# Anti-bot signature corpus
The signature corpus embedded in [`src/antibot.rs`](src/antibot.rs) (the
`CORPUS_JSON` const) fingerprints which anti-bot / WAF / CDN vendor is gating an
HTTP response, and whether that vendor is *actively challenging* us (a wall) vs.
merely *present* (a CDN fronting a site that served us fine).
## Provenance & license
The vendor list and the `signals[]` / `challenge[]` split are modeled on
**`albinstman/antibot-print`** (MIT) — <https://github.com/albinstman/antibot-print>.
- **Upstream license:** MIT (compatible with this Apache-2.0 / MIT crate).
- **Reference commit:** *record the SHA you authored against here when syncing.*
- **What we took:** the *idea* and the vendor taxonomy. The actual regex
patterns are **first-party** — hand-authored against the vendors we actually
meet, not a wholesale vendoring of the upstream JSON. This keeps the ruleset
small, readable, owned, and unit-testable, and avoids tracking upstream churn
or importing a pattern that bloats compile.
## Governance
- The corpus is **not** auto-synced. Treat any change as a reviewable diff.
- **Bump `CORPUS_VERSION`** in `src/antibot.rs` on every edit. Verdicts are
recorded with this version so a replay-grade archive can reproduce a
classification deterministically — a verdict is captured data, never
recomputed at replay time against a newer corpus.

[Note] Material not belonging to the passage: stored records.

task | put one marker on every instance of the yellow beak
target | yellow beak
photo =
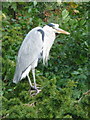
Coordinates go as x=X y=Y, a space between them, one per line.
x=62 y=31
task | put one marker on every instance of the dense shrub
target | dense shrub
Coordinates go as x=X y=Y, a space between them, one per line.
x=64 y=81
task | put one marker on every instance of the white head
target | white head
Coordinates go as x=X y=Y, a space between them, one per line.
x=56 y=29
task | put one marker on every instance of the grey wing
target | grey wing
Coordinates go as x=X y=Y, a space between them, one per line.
x=28 y=52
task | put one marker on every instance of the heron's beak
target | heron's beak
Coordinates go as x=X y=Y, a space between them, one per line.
x=62 y=31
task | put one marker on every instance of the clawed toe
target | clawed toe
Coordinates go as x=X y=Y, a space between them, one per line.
x=34 y=91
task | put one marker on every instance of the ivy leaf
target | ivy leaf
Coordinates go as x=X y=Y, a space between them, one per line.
x=65 y=13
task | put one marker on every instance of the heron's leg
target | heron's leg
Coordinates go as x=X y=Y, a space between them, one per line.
x=29 y=81
x=33 y=73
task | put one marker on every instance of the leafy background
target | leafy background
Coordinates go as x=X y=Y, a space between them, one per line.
x=64 y=81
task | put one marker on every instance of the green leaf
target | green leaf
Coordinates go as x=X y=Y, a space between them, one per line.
x=65 y=13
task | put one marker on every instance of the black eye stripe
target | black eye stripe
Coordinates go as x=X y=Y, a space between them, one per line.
x=51 y=25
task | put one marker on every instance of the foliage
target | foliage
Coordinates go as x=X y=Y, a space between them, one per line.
x=64 y=79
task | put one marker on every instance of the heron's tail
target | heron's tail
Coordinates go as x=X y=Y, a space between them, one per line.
x=17 y=76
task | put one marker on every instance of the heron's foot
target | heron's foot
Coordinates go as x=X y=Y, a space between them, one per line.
x=34 y=91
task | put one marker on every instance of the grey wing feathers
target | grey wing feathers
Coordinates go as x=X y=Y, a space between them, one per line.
x=28 y=52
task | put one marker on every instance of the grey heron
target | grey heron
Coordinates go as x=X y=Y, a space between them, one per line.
x=36 y=45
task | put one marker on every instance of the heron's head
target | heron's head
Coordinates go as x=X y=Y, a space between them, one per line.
x=56 y=29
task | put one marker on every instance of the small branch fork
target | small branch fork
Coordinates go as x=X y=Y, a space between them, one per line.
x=84 y=94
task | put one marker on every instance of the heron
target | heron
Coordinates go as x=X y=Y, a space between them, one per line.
x=35 y=46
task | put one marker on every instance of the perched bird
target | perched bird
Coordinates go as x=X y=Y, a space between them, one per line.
x=36 y=45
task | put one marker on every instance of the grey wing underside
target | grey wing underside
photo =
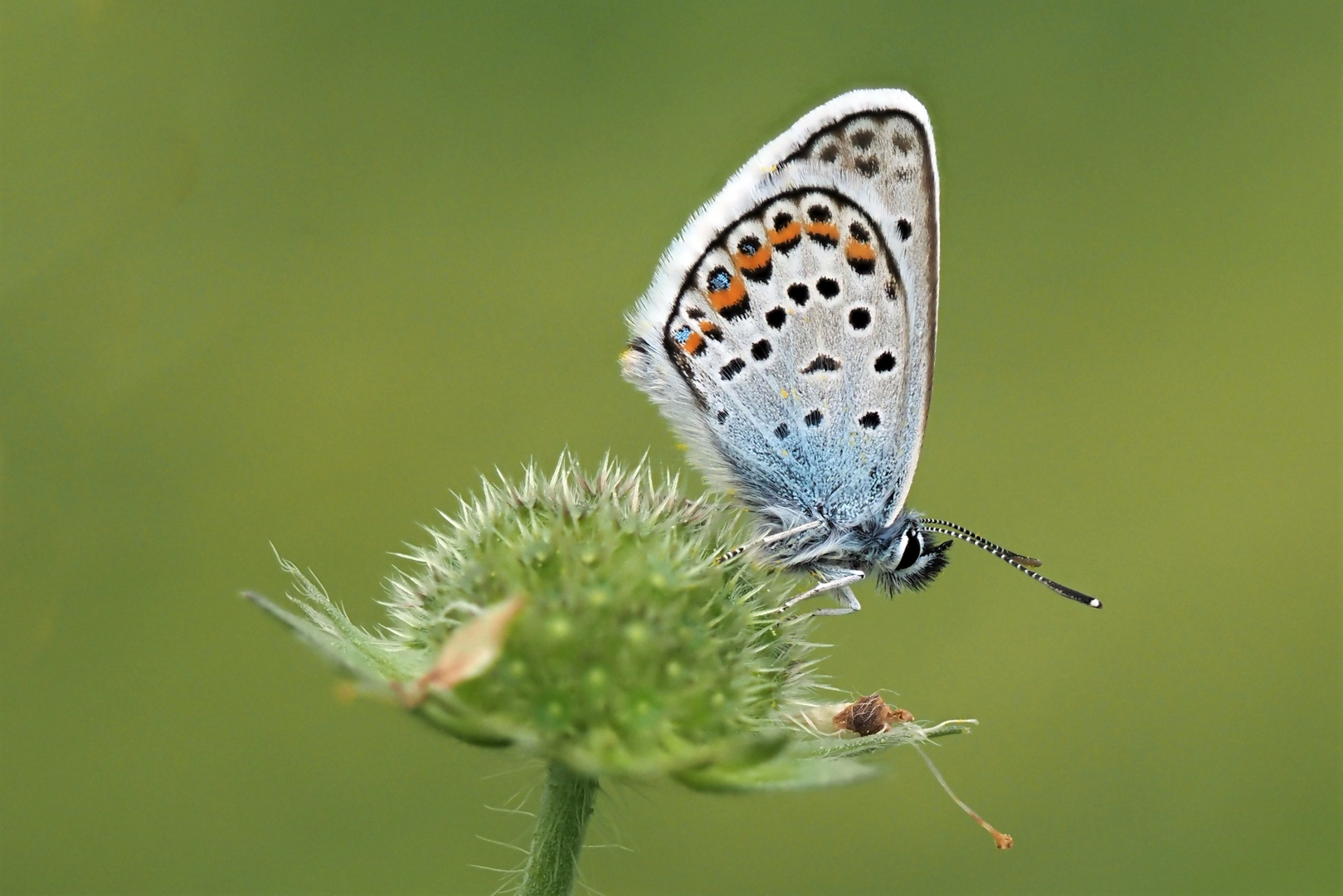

- Drift is caught loudly by the **offline accuracy benchmark**
(`tests/antibot_accuracy.rs`): a held-out labeled corpus scored for
precision/recall. If a vendor changes its markers and a signature rots, that
test fails rather than silently lowering field accuracy.
- The benchmark corpus is deliberately **disjoint** from the live canaries
(`fortress.theplumber.dev`, `bot.sannysoft.com`) so we measure the detector,
not one target.
## Adding / editing a vendor
1. Edit `CORPUS_JSON` in `src/antibot.rs`. Patterns are RE2-style (no
backreferences / lookaround) so they run under the linear-time `regex`
engine and are safe on attacker-controlled input. Matched case-insensitively
against the normalized `S:`/`H:`/`B:` form.
- `H:` patterns are anchored at the header line start (`h:server: …`).
- `B:` patterns match their marker *anywhere* in the (bounded) body.
- Put markers that only appear during an **active block** in `challenge[]`;
put mere-presence markers (CDN headers) in `signals[]`.
2. Add a labeled fixture to `tests/antibot_accuracy.rs`.
3. Bump `CORPUS_VERSION`.
4. `cargo test -p void_crawl_core antibot` + `--test antibot_accuracy`.
## Vendor coverage
WAF/CDN: Cloudflare, Akamai, Imperva/Incapsula, AWS WAF, F5 BigIP, Sucuri,
CloudFront. Bot detection: DataDome, PerimeterX/HUMAN, Kasada. Challenge
widgets: reCAPTCHA, hCaptcha (Turnstile is folded into the `cloudflare` vendor).